Außer an einen Zusammenhang mit der »Misericordia« könnte bei der Zeichnung auch an einen Entwurf für die
Zuschauergruppe einer Handlung gedacht werden, die im Hintergrund von einer Balustrade oder aus einem Fenster
heraus den Vorgängen folgt.

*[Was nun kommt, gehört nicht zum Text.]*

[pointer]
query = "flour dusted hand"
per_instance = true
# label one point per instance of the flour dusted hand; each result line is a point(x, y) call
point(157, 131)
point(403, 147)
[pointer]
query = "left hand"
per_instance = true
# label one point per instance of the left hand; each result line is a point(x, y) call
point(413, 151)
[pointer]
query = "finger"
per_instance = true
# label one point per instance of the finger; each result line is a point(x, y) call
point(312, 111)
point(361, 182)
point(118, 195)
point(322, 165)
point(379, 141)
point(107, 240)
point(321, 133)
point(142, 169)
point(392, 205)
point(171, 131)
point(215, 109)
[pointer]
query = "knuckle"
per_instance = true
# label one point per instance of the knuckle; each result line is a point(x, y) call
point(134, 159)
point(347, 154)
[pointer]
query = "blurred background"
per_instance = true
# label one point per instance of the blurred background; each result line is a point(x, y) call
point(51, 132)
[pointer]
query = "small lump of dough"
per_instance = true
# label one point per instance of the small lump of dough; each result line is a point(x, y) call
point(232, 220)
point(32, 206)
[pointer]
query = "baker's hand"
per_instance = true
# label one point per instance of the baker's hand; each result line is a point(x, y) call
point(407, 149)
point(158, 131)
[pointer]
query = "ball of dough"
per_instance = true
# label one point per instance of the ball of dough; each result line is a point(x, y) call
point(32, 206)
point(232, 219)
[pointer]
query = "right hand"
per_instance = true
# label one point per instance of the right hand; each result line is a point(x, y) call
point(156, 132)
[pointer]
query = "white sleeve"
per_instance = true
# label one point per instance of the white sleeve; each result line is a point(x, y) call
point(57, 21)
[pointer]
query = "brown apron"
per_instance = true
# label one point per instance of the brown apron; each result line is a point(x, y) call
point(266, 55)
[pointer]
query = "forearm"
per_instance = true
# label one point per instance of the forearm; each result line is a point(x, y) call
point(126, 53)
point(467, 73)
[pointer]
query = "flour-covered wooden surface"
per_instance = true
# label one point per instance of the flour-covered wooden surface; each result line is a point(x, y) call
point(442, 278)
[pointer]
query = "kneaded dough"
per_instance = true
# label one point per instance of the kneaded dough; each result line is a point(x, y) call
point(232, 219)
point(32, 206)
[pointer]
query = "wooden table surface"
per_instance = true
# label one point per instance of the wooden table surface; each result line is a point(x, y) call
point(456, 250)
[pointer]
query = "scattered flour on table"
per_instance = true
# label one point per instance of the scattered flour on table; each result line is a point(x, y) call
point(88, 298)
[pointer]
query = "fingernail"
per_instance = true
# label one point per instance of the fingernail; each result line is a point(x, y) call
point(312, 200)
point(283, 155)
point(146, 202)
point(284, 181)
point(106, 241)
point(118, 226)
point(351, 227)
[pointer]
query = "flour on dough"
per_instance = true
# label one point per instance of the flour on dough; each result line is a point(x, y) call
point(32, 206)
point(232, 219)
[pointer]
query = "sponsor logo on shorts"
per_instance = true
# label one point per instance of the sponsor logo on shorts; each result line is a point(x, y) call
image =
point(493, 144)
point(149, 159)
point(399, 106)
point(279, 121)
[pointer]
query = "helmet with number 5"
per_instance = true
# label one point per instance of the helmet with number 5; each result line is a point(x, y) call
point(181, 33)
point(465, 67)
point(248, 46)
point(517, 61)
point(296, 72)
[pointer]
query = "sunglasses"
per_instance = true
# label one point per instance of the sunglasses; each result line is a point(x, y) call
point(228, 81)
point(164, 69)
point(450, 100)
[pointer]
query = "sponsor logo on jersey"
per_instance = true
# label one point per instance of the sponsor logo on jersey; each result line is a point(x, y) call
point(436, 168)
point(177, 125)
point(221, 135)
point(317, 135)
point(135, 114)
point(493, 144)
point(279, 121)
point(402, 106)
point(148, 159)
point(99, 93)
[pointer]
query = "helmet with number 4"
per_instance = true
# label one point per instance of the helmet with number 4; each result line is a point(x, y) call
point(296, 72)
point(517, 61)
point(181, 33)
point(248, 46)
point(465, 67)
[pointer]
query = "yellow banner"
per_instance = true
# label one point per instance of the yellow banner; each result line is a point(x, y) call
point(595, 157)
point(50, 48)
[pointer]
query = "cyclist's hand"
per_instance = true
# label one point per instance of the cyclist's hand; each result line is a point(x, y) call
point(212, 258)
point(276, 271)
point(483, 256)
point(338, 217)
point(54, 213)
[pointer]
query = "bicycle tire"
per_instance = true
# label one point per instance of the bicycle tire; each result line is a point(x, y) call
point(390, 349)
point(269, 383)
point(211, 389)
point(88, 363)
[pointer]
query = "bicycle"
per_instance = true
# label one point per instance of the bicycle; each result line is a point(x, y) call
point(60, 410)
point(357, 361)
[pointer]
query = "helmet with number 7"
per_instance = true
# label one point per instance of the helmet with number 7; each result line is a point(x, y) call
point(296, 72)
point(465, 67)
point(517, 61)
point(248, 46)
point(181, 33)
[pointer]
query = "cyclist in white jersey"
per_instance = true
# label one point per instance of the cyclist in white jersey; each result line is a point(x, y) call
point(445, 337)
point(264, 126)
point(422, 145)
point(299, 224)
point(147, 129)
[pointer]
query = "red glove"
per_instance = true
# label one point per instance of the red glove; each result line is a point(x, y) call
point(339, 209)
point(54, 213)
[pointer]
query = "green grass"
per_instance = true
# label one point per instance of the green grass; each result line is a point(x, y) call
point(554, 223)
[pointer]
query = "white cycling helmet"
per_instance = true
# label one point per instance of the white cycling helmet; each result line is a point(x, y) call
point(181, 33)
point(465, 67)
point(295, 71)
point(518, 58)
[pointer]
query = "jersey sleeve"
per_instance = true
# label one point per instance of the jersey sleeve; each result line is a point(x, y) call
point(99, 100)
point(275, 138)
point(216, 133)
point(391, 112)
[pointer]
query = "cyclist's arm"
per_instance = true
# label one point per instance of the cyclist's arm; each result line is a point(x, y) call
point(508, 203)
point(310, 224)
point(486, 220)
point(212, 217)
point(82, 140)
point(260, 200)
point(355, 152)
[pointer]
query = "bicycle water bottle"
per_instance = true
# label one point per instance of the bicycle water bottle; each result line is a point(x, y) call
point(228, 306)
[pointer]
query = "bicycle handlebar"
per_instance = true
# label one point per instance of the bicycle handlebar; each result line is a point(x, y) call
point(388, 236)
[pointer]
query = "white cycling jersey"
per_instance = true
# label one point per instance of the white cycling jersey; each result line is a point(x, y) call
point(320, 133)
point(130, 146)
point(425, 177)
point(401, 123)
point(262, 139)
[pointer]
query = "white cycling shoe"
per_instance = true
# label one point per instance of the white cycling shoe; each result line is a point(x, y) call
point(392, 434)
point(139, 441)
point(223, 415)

Zahlreiche ähnliche Gruppen finden sich auf dem eben erwähnten Gemälde der Wiener
Galerie; doch könnten die vier Gestalten unserer Zeichnung auch auf eine heilige Aktion herabblickend gedacht sein,
etwa wie auf Andrea del Sartos »Verkündigung« im Palazzo Pitti drei Gestalten auf dem Balkon stehen und vorgeneigt
die Erscheinung des Engels betrachten.

Eine Zeichnung Andrea del Sartos in der graphischen Sammlung zu München.

In den beiden Klebebänden, die im Kupferstichkabinett zu München als Palma Giovine geführt werden (Nr. 412
I und II), fanden sich außer einer reichlichen Sammlung von Zeichnungen ihres Heros Eponymos auch zahlreiche Blätter
anderer Meister. Besprechungen verschiedener Zeichnungen aus diesen Sammelbänden erfolgen an anderer Stelle, hier
sei zunächst eine vereinzelte Zeichnung Andrea del Sartos (Abb. 2) vorgelegt. Das Blatt, vermutlich beschnitten, bevor
es in den Münchner Band eingeklebt wurde, mißt jetzt 99 X 70 mm und ist mit schwarzer Zeichenkreide ausgeführt,
unter der schwache Rötelspuren sichtbar werden. Es zeigt einen jungen Mann, die rechte Hand an die Stirn erhoben, den
Blick ausdrucksvoll nach rechts gerichtet, entsprechend der leichten Neigung des Hauptes, die von links nach rechts führt.
Schon der Gegenstand der Zeichnung führt zu gesicherten Entwürfen Andreas, die mir in jeder Weise zu bestätigen
scheinen, was die intuitive Betrachtung als Bestimmung ergab. Die Studie für den Schergen (Uffizien 659) der »Gefangen-
nahme des Johannes« im Scalzo zeigt das Pathetische im Blick, denselben Ausdruck in der leichten Neigung des Kopfes
wie der Jüngling unserer Skizze; die drei Entwürfe für das Porträt eines Bildhauers in Berlin, gleichfalls in den Uffizien
(Nr. 661 und 301 A, B, Vorder- und Rückseite) sind technisch, kompositionell und künstlerisch mit der Münchner
Zeichnung so verwandt, daß man diese — fehlte nicht der auf allen Entwürfen vorhandene Hut — für einen andern, ersten
Gedanken zu dem Porträt halten könnte, um so mehr als eine eigentliche Ähnlichkeit des ausgeführten Werkes doch
nur mit dem letzten Entwurf (Nr. 301 B, Rückseite) besteht. (Die drei Entwürfe sind abgebildet bei Di Pietro »I Disegni
di Andrea del Sarto negli Uffizi«, Siena, 1910.) — Diese Zusammenhänge lassen auch die ungefähre Entstehungszeit der
Zeichnung festsetzen; die »Gefangennahme des Johannes« im Scalzo entstand zwischen 1516—1517, die Vorbereitungen
für das Berliner Porträt fallen in die Jahre 1517 und 1518.

Eine Zeichnung von Lorenzo Lotto in der Ecole des Beaux-Arts in Paris.

Die hier vorgelegte Zeichnung (Feder; 144X188 »»im; Abb. 3) trägt die traditionelle Benennung Tizian, die jedoch
schon von M. Lavallee, dem Behüter der Zeichnungssamnilung in der Ecole des Beaux-Arts mir gegenüber mündlich
abgelehnt wurde. Sie ist in Technik und Auffassung Tizian gewiß sehr nahe, so nahe wie ihm die Werke der Künstler eben

i Nr. 36 der Wiener Galerie als Bugiardini; nach Vasari von Fra Bartolommeo begonnen und von Bugiardini beendet; Gabelentz nimmt das
Bild ohne Einschränkung für Fra Bartolommeo in Anspruch.